Every environment is a single flat stack file that imports _defaults.yaml and carries its own real configuration — no deep directory hierarchy.

How it works

  • State backend — Atmos natively provisions the S3 state bucket before terraform init (terraform.provision.backend.enabled in stacks/_defaults.yaml); there is no hand-rolled tfstate component.
  • Emulator — the local identity (kind: aws/emulator) binds every component to the stack-scoped emulator component. Atmos injects the provider endpoint and credentials automatically; the components contain no providers.tf and no endpoint configuration.
  • Environments — per-stage substance (retention, alarm thresholds, bucket protection) lives visibly in dev.yaml / staging.yaml / prod.yaml.
  • Dependenciesstacks/_defaults.yaml pins the toolchain version via dependencies.tools, and declares audit-trail, baseline, and monitoring as dependents of kms via dependencies.components — their key ARN is read live from kms's Terraform state with !terraform.state, which is what atmos terraform apply --all uses to build its apply order.

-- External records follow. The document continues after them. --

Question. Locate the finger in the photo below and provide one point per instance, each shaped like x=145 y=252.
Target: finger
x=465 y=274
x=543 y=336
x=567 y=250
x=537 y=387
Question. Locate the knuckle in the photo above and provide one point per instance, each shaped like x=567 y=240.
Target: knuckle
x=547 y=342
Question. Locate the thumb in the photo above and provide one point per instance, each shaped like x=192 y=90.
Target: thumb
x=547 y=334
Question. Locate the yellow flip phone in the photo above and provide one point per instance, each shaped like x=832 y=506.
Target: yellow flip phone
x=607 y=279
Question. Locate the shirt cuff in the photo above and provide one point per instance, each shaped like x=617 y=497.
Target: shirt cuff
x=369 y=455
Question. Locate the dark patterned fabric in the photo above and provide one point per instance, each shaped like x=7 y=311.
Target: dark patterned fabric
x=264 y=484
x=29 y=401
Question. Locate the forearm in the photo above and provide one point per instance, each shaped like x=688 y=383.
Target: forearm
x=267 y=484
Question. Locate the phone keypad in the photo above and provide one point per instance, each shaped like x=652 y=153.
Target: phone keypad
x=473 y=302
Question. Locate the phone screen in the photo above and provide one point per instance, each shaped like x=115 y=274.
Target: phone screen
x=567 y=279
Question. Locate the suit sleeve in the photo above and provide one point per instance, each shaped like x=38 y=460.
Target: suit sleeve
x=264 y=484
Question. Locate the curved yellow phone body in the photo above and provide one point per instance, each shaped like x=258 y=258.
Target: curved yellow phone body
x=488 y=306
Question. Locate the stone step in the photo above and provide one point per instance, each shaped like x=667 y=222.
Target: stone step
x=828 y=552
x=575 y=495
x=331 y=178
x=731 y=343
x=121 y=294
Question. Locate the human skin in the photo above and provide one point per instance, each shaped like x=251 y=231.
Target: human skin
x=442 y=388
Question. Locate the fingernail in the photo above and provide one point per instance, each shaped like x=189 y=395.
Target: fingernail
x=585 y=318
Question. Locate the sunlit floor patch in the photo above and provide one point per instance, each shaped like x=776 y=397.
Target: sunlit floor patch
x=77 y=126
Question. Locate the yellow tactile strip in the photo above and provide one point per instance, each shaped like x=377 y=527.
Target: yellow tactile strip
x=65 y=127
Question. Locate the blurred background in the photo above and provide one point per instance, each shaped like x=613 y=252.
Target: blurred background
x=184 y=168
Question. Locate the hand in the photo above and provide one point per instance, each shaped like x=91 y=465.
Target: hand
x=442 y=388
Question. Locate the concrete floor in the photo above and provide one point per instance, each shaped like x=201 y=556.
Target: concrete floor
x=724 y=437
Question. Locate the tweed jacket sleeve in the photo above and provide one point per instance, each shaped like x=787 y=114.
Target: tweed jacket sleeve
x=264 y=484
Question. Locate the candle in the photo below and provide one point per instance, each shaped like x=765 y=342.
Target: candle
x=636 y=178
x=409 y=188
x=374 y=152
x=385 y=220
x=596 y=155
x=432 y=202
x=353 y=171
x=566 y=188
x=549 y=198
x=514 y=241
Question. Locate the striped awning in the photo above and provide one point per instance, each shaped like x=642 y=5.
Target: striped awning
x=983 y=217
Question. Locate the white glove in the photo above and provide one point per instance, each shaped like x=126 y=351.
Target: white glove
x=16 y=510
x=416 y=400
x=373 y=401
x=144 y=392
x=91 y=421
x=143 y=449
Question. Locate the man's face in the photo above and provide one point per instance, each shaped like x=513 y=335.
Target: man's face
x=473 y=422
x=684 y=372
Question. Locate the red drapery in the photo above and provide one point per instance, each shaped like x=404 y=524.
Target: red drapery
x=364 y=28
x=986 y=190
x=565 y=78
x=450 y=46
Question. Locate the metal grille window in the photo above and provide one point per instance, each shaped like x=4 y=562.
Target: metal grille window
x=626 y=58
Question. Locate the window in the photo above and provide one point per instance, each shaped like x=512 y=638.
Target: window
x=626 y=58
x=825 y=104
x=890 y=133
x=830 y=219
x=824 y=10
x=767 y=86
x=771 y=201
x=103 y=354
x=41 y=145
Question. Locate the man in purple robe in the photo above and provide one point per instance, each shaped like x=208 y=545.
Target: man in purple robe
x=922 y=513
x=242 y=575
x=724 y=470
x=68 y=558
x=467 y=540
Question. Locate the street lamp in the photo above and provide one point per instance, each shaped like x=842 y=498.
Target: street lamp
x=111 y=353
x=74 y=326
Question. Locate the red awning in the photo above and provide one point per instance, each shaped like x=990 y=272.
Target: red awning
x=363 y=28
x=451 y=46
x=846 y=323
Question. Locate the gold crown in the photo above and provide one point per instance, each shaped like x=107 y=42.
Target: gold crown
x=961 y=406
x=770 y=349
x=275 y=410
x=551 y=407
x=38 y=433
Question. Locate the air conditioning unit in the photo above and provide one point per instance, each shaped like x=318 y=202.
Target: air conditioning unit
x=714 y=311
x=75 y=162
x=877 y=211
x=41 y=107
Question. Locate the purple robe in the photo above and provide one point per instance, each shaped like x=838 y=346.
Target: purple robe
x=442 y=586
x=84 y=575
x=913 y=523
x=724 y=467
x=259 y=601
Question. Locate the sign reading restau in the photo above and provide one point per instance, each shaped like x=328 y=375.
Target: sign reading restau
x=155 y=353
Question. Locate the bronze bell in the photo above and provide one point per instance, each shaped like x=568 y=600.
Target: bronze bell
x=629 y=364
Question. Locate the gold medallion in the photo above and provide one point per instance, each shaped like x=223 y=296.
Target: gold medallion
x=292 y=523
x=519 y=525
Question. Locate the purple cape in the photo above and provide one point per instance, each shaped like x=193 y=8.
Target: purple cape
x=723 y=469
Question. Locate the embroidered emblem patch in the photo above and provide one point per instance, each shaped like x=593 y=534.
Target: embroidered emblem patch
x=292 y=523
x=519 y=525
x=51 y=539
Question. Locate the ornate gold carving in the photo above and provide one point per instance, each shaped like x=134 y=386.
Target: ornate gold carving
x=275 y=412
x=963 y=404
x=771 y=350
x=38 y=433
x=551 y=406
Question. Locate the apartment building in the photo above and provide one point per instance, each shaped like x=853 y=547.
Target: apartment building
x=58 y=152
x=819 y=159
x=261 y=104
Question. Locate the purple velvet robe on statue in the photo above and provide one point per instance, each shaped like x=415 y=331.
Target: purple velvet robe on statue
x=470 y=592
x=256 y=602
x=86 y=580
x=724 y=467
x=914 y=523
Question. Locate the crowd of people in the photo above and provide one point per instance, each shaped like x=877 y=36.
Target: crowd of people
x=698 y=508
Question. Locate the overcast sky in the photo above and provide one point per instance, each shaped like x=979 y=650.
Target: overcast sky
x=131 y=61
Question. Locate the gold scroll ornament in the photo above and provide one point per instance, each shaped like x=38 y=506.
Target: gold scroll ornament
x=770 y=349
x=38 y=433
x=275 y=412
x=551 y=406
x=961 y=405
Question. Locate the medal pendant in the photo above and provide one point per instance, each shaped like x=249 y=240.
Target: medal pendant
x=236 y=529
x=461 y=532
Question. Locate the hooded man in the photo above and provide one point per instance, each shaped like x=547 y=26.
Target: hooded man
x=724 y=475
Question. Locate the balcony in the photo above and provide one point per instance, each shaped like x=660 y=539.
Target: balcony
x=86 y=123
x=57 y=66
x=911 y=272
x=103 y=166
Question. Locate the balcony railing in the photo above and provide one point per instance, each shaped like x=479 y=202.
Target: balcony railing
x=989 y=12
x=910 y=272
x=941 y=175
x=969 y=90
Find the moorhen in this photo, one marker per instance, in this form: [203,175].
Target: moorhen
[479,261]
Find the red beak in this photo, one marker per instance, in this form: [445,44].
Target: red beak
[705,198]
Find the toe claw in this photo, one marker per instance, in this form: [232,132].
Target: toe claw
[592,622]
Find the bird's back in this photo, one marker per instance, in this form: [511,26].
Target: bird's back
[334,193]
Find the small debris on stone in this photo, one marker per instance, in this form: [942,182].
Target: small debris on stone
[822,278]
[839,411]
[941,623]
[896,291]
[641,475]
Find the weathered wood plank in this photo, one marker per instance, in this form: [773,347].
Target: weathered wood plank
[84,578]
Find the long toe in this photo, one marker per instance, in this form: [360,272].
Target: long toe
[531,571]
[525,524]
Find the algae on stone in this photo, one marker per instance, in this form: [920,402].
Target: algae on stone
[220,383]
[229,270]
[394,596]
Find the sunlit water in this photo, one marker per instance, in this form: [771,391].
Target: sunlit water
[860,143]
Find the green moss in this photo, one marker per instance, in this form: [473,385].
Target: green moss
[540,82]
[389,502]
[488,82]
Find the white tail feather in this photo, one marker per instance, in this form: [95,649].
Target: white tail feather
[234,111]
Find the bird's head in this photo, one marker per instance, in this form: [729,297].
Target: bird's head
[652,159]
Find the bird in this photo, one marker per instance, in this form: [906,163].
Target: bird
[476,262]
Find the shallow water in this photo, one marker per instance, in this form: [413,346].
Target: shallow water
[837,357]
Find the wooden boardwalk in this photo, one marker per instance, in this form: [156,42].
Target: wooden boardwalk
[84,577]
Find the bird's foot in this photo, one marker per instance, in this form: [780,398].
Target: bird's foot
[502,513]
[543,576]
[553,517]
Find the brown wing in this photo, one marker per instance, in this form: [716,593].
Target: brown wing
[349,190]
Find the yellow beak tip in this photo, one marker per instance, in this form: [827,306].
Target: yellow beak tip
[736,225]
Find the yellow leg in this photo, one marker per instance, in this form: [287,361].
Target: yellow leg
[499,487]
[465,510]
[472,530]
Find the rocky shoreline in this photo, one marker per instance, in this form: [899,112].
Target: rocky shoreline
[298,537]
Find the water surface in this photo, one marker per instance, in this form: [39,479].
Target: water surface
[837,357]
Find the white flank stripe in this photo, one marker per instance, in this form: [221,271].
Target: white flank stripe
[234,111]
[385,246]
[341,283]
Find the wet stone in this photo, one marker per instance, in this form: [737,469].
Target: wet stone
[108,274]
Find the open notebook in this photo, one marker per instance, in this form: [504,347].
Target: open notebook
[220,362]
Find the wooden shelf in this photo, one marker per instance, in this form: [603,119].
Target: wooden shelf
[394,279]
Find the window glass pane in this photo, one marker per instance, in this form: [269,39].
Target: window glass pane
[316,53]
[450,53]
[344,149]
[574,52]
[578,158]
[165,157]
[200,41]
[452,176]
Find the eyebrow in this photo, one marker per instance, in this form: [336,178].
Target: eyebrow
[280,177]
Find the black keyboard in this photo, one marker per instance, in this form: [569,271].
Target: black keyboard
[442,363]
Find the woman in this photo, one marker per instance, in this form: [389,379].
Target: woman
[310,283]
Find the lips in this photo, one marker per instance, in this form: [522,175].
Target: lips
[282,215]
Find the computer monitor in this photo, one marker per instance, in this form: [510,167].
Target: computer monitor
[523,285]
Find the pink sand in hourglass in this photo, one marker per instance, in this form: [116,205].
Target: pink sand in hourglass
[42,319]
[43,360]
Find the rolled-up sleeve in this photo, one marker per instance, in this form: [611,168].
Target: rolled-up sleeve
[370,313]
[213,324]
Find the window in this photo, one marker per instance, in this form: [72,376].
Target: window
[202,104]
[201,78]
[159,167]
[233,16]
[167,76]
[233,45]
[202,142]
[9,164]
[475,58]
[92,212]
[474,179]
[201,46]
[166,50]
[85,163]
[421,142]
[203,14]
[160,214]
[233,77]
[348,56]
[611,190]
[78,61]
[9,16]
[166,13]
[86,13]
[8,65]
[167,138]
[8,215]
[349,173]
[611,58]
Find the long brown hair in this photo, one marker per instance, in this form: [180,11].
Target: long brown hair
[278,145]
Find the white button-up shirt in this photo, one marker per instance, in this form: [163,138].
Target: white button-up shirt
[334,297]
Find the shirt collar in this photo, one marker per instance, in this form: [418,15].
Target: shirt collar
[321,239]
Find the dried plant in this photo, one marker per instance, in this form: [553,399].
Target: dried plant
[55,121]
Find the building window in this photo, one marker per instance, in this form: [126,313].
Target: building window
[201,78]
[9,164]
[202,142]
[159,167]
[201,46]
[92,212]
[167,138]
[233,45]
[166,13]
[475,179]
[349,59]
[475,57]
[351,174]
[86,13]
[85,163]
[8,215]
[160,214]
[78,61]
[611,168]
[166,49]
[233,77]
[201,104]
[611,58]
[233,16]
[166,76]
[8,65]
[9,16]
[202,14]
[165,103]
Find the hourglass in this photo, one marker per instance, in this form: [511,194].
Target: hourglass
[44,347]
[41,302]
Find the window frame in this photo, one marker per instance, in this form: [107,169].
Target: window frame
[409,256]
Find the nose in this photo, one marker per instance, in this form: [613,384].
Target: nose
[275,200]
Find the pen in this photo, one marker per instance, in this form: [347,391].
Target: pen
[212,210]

Inspect the graph with atmos describe dependents kms -s dev --process-functions=false (the flag skips YAML-function evaluation so the command doesn't need every stage's emulator running at once), or see what a change impacts with atmos describe affected.

Moving to real AWS

  1. In stacks/_defaults.yaml, delete the emulator component and everything from access_key down in the backend block; pick a globally unique state bucket name.
  2. In atmos.yaml, replace the local emulator identity with your real authentication (see Atmos Auth).
  3. atmos terraform apply --all -s dev and review. (dependencies.components makes kms apply first, so audit-trail, baseline, and monitoring can read its real key ARN via !terraform.state. A bare plan --all on a brand-new environment will fail for those three until kms has actually been applied at least once — apply kms first, or use apply --all.)

Note: this scaffold intentionally excludes CloudTrail because Floci does not currently emulate that API. Add CloudTrail only when targeting real AWS or an emulator version that supports it.

Next steps

  • Add your first workload component under components/terraform/ and wire it into the stage stacks.
  • For an application repository that deploys into these environments, see the aws/app scaffold and the Application SDLC Environments design pattern.